News & Events

New State Report on Behavioral Health and Readmissions Shows Need for Stronger Protection of Essential Healthcare Services and Real Solutions to Hospital Staffing Crisis

A Center for Health Information and Analysis report released October 13 details the impact of comorbidities among behavioral health patients on longer stays and unplanned readmissions

MNA nurses and healthcare professionals have long fought to protect mental healthcare services and improve staffing to reduce avoidable readmissions

CANTON, Mass. – A report released October 13 by the Center for Health Information and Analysis (CHIA) focusing on patients with comorbid behavioral health conditions and avoidable readmissions sheds light on structural problems in our healthcare system that the nurses and healthcare professionals of the Massachusetts Nurses Association (MNA) have been seeking to address since long before the COVID-19 pandemic.

“Patients deserve better from our healthcare system, especially patients who come to hospitals in desperate need, suffering from a combination of mental health, substance use or medical issues,” said Katie Murphy, a practicing ICU nurse and President of the MNA. “The hospital industry has long failed these patients by shuttering mental health services or operating with barely enough staff to keep the lights on.”

“The government must also take responsibility for not protecting essential healthcare services and not treating mental health equally despite the parity law,” Murphy said. “Hospital executives have made this crisis worse through their focus on profit margins over providing the level of care needed by patients with mental health challenges and comorbidities. Since the industry only responds to financial incentives, increased reimbursement for mental healthcare may be the carrot that convinces hospitals to help alleviate this crisis.”

The CHIA report is part of a statewide, all-payer examination dating back to 2016 of the prevalence of comorbid behavioral health conditions and readmissions among hospitalized adults in Massachusetts acute care hospitals. The latest report, entitled “Behavioral Health and Readmissions in Massachusetts Acute Care Hospitals SFY 2020,” is the first to include data from the pandemic, covering March to June 2020.

Among the report’s findings:

  • Almost half (46%) of adults hospitalized in Massachusetts acute care hospitals had at least one comorbid behavioral health condition, representing a majority of discharges (54%) in SFY 2020. This pattern continued during the first wave of the COVID-19 pandemic (April-June 2020).
  • Over sixty percent (62%) of hospitalized adult Medicaid patients had a comorbid behavioral health condition.
  • Patients with any behavioral health comorbidity had inpatient stays that were, on average, 1.4 days longer than patients with no behavioral health comorbidity (6.0 days vs. 4.6 days).
  • Readmission rates for patients with any behavioral health comorbidity were nearly double the readmission rates for patients without any comorbid behavioral health condition (20.6% vs. 10.6%).
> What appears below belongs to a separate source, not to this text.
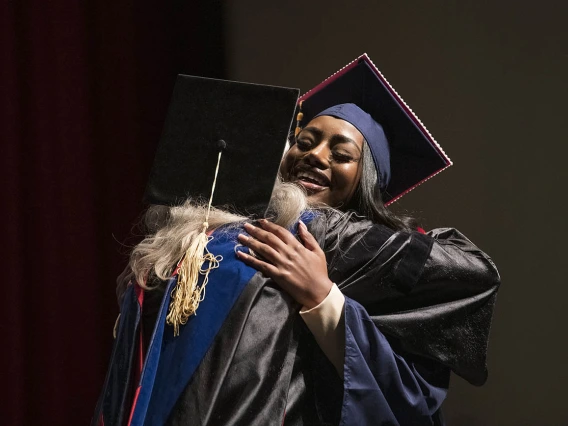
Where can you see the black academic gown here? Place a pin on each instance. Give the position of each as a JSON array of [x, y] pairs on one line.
[[417, 306]]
Loss of Mental Health Beds in Massachusetts

MNA nurses and healthcare professionals have for many years fought to preserve mental health beds and services. The association’s efforts have included strongly advocating for laws that give the public more time and ability to provide feedback on healthcare closures, and that provide the state greater enforcement powers. The MNA is currently researching the impact of mental health boarding on patients, caregivers, and healthcare facilities in Massachusetts.
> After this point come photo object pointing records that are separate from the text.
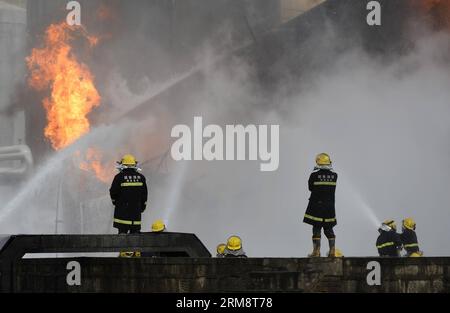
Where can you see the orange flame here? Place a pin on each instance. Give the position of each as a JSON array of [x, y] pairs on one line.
[[438, 11], [93, 163], [72, 91]]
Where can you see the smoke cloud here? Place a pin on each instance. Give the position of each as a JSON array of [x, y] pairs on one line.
[[384, 121]]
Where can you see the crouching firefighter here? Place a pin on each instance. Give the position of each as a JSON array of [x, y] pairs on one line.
[[409, 238], [129, 196], [389, 242], [320, 212]]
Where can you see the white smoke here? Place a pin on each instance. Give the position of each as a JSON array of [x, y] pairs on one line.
[[386, 127]]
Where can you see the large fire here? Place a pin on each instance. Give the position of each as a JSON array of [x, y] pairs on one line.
[[73, 95], [438, 10]]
Closures or proposed closures of mental health services in Massachusetts:

  • All (22) mental health beds at Baystate Franklin Medical Center in Greenfield.
  • All (28) mental health beds at Baystate Wing Hospital in Palmer.
  • All (20) mental health beds at Baystate Noble Hospital in Westfield.
  • The three above proposed closures are part of an ongoing plan by Baystate Health to open a for-profit mental health facility in Holyoke.
  • In 2020, Trinity Health closed 74 child and adult mental health beds at Providence Behavioral Health Hospital. These included at the time the only child mental health beds from New York to Worcester.
  • Norwood Hospital: Flooding caused a closure of the hospital in June 2020. Reopening plans do not include a replacement for the hospital’s mental health unit.
  • In 2021, Good Samaritan Medical Center announced plans to permanently close its inpatient detox unit, located in Foxborough. DPH found it to be an essential service, and the company then issued notice that it was closing anyway.
  • In 2017, UMass Memorial Medical Center closed 13 psychiatric beds and then opened with US HealthVest a standalone for-profit mental health hospital.
  • Vibra Hospital in Springfield, a psychiatric facility, nursing home behavioral health unit and a long-term, acute care services, closed in 2017.
  • The state closed 125 of 170 beds at Taunton State Hospital in 2012.
  • Westborough State Hospital, a mental health facility, closed completely in 2010.
  • In 2010, UMass Health Alliance Burbank Campus closed a 15-bed inpatient psychiatric unit.
  • In 2009, Cambridge Health Alliance closed 60 of 127 mental health beds at Whidden Memorial Hospital.

In addition, a December 2021 report by the Massachusetts Health and Hospital Association and Massachusetts Association of Behavioral Health Systems showed that psychiatric units and hospitals in Massachusetts had taken at least 154 mental health beds offline solely because of staffing needs within the previous 10 months.

“Patients are losing mental health care in their communities because our healthcare system is failing them,” Murphy said. “In Massachusetts, after all we have learned about mental health and the effects of trauma, this is an absolute disgrace. Patients should be getting more high-quality care near where they live, not less care many miles away because a hospital CEO decided profits and executive pay are more valuable than caring for the most vulnerable members of our society.”

Staffing Crisis and Mental Health

Just as the COVID-19 pandemic is no excuse for the overall caregiver crisis, it is no justification for not having enough staff in place to care for patients with mental healthcare needs and comorbidities. As WBUR has documented, there is not a shortage of nurses in Massachusetts. Rather, there is a shortage of nurses willing to work under the current conditions at the bedside.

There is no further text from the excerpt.